Before the Foreign Minister disappeared, Fu all but named Qin as the father of her child on social media. 

Then, in April, she flew back to Beijing on what appears to have been a government-chartered private jet and has not been heard from since.

China’s propaganda system is strongly hinting that the affair and illegitimate American child are the reasons for Qin’s purge. 

Rocket men

According to several people with access to top officials, the real reason for his abrupt disappearance was Qin’s involvement in a much more serious scandal, involving the Defense Minister and the generals who commanded China’s “rocket force”, which oversees the country’s nuclear weapons program.

At almost the same time Qin went missing, the top Commander of the rocket force, Li Yuchao, along with his deputy Liu Guangbin and former deputy Zhang Zhenzhong, all also disappeared.

Several other senior serving and former officers from the force were likewise detained and at least one former deputy commander died of unspecified illness, according to state media reports.

The missing commanders were eventually formally fired and replaced by officers from the navy and airforce, a very rare development since top commanders of the rocket force have almost always been promoted from within the service.

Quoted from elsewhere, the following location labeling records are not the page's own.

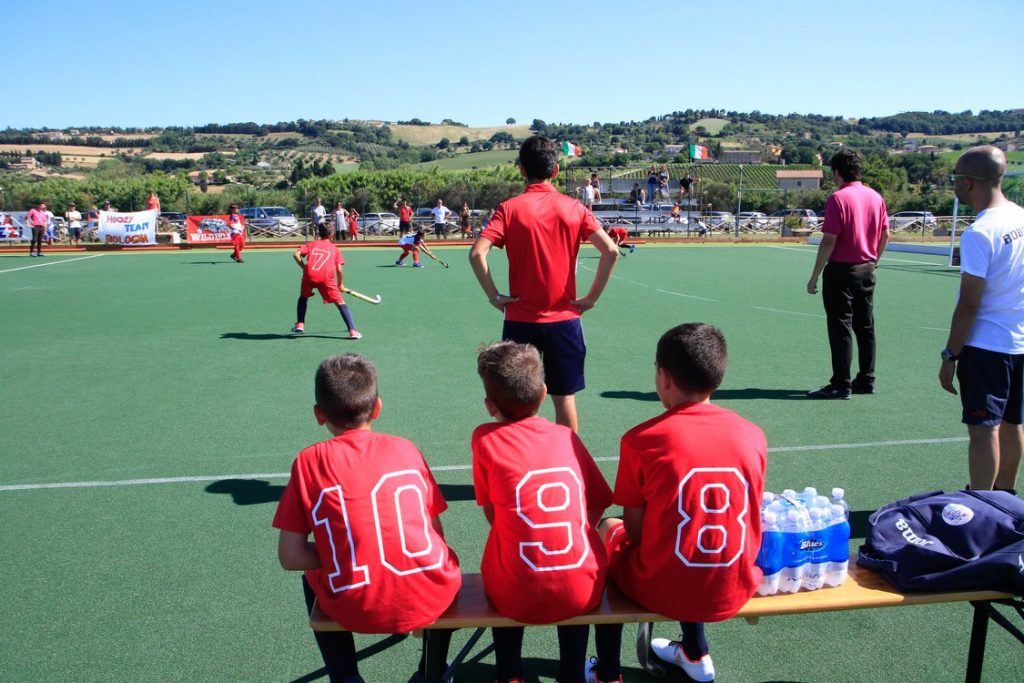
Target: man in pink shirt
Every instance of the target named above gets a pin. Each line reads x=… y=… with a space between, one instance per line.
x=38 y=219
x=854 y=235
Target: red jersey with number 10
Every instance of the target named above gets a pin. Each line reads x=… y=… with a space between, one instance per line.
x=698 y=470
x=541 y=231
x=544 y=560
x=368 y=500
x=323 y=259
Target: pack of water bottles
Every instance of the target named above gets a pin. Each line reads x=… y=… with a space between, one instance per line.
x=805 y=541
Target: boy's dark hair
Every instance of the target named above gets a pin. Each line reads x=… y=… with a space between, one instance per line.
x=346 y=389
x=513 y=378
x=694 y=355
x=847 y=163
x=539 y=157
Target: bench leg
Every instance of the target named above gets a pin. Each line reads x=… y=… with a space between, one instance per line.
x=979 y=632
x=643 y=650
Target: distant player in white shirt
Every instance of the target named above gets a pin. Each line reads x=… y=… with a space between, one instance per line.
x=986 y=337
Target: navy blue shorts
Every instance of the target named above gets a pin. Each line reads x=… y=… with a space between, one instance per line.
x=991 y=386
x=562 y=349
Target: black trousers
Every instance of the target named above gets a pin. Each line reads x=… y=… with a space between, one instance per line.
x=848 y=295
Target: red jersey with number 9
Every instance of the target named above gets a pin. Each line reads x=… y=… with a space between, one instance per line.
x=544 y=560
x=368 y=500
x=323 y=259
x=698 y=470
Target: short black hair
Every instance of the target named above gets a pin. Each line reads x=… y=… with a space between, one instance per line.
x=513 y=378
x=346 y=389
x=539 y=158
x=847 y=163
x=694 y=355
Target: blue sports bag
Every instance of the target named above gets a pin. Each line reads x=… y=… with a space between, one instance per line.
x=964 y=540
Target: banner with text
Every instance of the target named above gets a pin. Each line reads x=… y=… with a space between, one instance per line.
x=128 y=229
x=208 y=230
x=12 y=226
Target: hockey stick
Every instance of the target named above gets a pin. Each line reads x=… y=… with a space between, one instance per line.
x=359 y=295
x=430 y=254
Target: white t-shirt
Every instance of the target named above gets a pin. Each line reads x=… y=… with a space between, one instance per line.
x=993 y=249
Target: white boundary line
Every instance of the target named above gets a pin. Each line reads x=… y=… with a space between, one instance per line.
x=440 y=468
x=66 y=260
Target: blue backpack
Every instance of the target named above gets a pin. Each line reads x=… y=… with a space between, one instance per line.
x=964 y=540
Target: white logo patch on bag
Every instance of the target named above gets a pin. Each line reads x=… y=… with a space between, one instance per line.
x=955 y=514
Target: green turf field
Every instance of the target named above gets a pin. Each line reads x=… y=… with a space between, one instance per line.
x=163 y=398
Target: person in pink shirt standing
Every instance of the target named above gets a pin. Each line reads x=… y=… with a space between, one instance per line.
x=853 y=237
x=38 y=219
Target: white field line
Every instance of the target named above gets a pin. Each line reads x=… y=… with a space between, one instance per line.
x=40 y=265
x=790 y=312
x=439 y=468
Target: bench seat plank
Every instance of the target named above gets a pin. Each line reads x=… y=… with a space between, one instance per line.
x=863 y=589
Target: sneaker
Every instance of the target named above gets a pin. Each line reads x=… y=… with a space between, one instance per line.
x=829 y=391
x=858 y=386
x=590 y=673
x=672 y=652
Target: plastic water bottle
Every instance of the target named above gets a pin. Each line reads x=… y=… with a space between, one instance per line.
x=839 y=545
x=808 y=496
x=814 y=545
x=770 y=554
x=794 y=558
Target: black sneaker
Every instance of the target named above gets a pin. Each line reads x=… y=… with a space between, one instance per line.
x=829 y=391
x=862 y=387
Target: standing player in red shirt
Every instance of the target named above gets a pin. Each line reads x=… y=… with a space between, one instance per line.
x=690 y=482
x=541 y=231
x=378 y=562
x=620 y=235
x=543 y=495
x=322 y=269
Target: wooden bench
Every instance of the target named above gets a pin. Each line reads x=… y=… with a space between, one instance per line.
x=863 y=589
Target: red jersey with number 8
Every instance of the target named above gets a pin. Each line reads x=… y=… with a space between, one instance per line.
x=698 y=472
x=544 y=560
x=323 y=259
x=368 y=500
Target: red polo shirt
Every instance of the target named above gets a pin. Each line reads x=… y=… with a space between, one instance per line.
x=857 y=216
x=541 y=231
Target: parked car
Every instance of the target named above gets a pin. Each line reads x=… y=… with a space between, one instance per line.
x=274 y=219
x=378 y=223
x=904 y=218
x=808 y=217
x=753 y=219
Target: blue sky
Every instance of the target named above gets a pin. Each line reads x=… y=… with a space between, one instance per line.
x=190 y=62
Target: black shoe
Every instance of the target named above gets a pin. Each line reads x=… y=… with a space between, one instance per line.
x=829 y=391
x=862 y=387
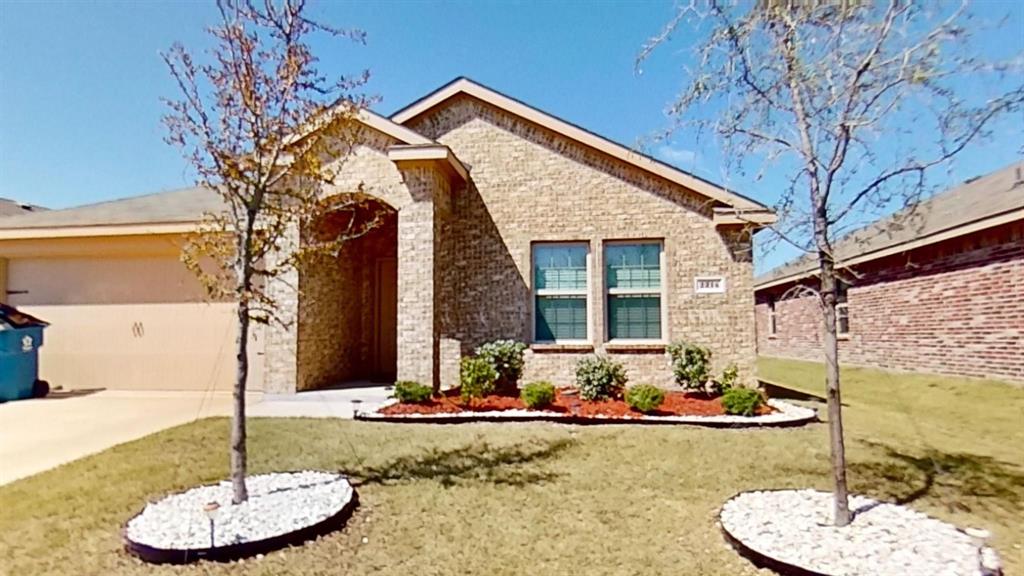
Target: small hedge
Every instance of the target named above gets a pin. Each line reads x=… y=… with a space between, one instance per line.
x=690 y=365
x=476 y=377
x=599 y=377
x=741 y=402
x=538 y=395
x=506 y=358
x=727 y=380
x=644 y=398
x=409 y=392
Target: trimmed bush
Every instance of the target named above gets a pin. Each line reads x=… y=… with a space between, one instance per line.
x=741 y=402
x=538 y=395
x=409 y=392
x=644 y=398
x=599 y=377
x=476 y=377
x=690 y=365
x=506 y=358
x=727 y=380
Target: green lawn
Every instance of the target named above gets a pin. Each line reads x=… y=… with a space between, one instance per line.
x=545 y=499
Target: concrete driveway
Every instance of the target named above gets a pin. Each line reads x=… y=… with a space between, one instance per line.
x=38 y=435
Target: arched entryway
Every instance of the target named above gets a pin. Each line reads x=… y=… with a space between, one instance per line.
x=347 y=331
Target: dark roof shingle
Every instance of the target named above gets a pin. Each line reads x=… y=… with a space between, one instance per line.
x=970 y=202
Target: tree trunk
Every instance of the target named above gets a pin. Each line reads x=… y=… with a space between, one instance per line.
x=240 y=455
x=830 y=344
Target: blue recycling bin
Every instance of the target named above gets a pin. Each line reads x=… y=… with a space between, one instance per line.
x=20 y=336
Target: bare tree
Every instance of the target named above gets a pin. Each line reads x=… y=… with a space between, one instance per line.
x=266 y=131
x=853 y=101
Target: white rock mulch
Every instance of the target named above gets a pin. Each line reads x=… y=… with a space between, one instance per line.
x=795 y=527
x=785 y=414
x=279 y=503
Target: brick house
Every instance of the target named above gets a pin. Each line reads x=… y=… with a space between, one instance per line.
x=498 y=221
x=939 y=288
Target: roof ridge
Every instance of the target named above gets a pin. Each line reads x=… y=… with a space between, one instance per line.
x=410 y=111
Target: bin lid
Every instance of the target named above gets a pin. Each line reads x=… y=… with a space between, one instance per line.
x=11 y=319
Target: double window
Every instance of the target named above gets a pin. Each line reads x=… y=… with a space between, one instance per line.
x=633 y=291
x=633 y=280
x=561 y=292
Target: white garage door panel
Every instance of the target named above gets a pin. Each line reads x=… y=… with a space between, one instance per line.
x=135 y=323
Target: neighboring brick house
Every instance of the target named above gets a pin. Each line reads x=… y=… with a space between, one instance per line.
x=939 y=288
x=498 y=221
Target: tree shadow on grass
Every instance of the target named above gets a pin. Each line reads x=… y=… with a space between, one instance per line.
x=510 y=465
x=961 y=481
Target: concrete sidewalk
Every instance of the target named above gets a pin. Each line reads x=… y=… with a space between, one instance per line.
x=38 y=435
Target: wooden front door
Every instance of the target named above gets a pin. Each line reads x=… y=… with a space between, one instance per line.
x=386 y=320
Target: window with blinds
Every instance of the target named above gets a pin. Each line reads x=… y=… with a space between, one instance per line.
x=634 y=290
x=560 y=292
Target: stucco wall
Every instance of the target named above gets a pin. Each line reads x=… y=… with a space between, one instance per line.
x=954 y=307
x=124 y=313
x=529 y=184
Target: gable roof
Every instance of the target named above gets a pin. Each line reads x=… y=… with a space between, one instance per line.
x=464 y=85
x=977 y=204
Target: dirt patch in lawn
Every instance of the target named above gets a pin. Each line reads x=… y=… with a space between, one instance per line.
x=676 y=404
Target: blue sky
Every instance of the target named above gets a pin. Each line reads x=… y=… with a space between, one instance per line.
x=80 y=82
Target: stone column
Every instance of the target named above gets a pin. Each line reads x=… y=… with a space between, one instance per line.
x=417 y=247
x=281 y=360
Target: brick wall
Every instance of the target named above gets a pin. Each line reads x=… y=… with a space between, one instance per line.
x=954 y=307
x=530 y=184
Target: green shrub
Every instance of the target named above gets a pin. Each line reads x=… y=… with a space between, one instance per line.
x=538 y=395
x=506 y=358
x=727 y=380
x=599 y=377
x=476 y=377
x=409 y=392
x=741 y=402
x=690 y=365
x=644 y=398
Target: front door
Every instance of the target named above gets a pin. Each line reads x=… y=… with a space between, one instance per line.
x=386 y=320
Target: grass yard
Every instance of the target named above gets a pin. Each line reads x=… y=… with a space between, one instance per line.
x=545 y=499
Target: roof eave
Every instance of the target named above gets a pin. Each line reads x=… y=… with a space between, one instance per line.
x=940 y=236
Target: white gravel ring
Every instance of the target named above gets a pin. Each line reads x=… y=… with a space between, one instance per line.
x=177 y=528
x=792 y=532
x=785 y=415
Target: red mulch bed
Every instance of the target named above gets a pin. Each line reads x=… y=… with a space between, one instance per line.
x=676 y=404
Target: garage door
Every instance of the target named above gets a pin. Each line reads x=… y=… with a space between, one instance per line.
x=136 y=323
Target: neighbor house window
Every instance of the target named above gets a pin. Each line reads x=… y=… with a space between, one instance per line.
x=634 y=290
x=561 y=292
x=842 y=311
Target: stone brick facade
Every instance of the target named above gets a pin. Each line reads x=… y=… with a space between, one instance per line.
x=464 y=250
x=952 y=307
x=530 y=184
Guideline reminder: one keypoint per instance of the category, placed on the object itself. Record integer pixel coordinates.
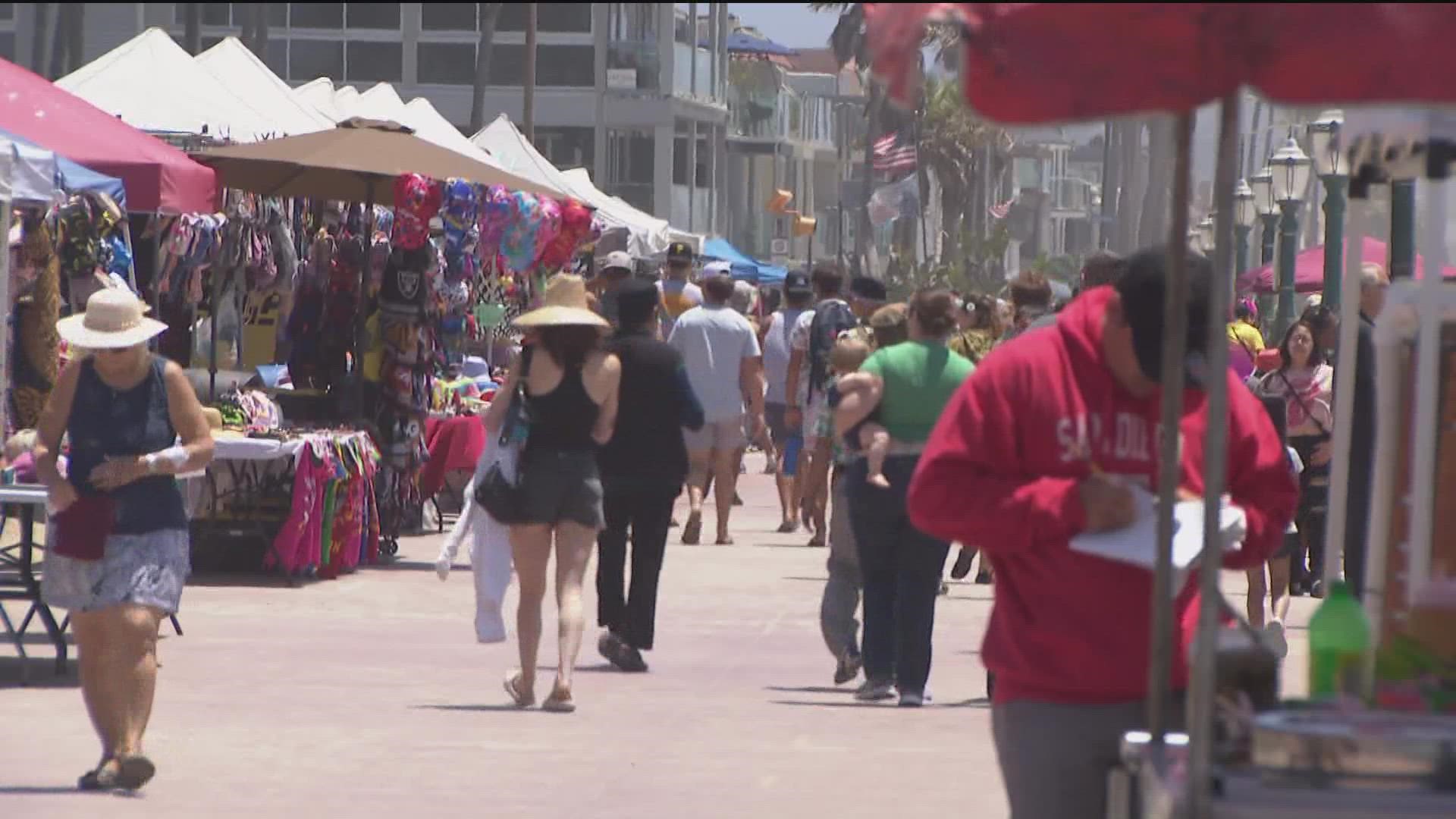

Not long after the rocket force purge was officially acknowledged, Li Shangfu, the man Xi picked as China’s Defense Minister in March this year, also vanished. His formal dismissal was announced in late October.

Further adding to the intrigue was a terse state media report on the day before Qin was formally removed as Foreign Minister in July. It said Wang Shaojun, commander since 2015 of the Central Guard unit that protects China’s top leaders and oversees Chairman Xi’s personal bodyguard, had died three months earlier due to “ineffective medical treatment”. 

China’s nuclear weapons program has massively expanded in recent years and, according to people with access to top Chinese officials, Russian deputy minister Rudenko’s message to Xi included allegations that Qin and relatives of top rocket force officers had helped pass Chinese nuclear secrets to western intelligence agencies.

Two of these people claim that Qin died, either from suicide or torture, in late July in the military hospital in Beijing that treats China’s top leaders.

Hostile forces

Given the opacity of the Chinese system, it is impossible to confirm these accounts definitively and the Chinese government does not comment on the inner workings of the Communist Party. 

Senior western intelligence officials declined to comment or discuss the matter when asked about the purges in China.  

But the sensational nature of the claims themselves make clear the feverish paranoia permeating Beijing.

Whether by accident or design, that mood was exacerbated over the summer when Director of the U.S. Central Intelligence Agency Bill Burns said the CIA had “made progress” rebuilding its network within China and had a “strong human intelligence capability” in the country.

That paranoia extends into all parts of the bureaucracy and economy and seems to have tarnished anyone seen as too westernized or too close to “hostile western forces”.

One senior Chinese finance official who speaks fluent English and is a regular fixture on the international conference circuit told POLITICO by email that he could no longer attend an upcoming event outside China and was unable to speak on the phone.

He joins dozens of senior finance officials who have been removed in recent months, often after being accused of corruption.

An associate of this official said he was currently being investigated for being “too close to America” and “possibly a spy”. 

This seems to be the inevitable fate of anyone who engages too eagerly with foreigners and should serve as a warning to those who still believe China is open for business with the West.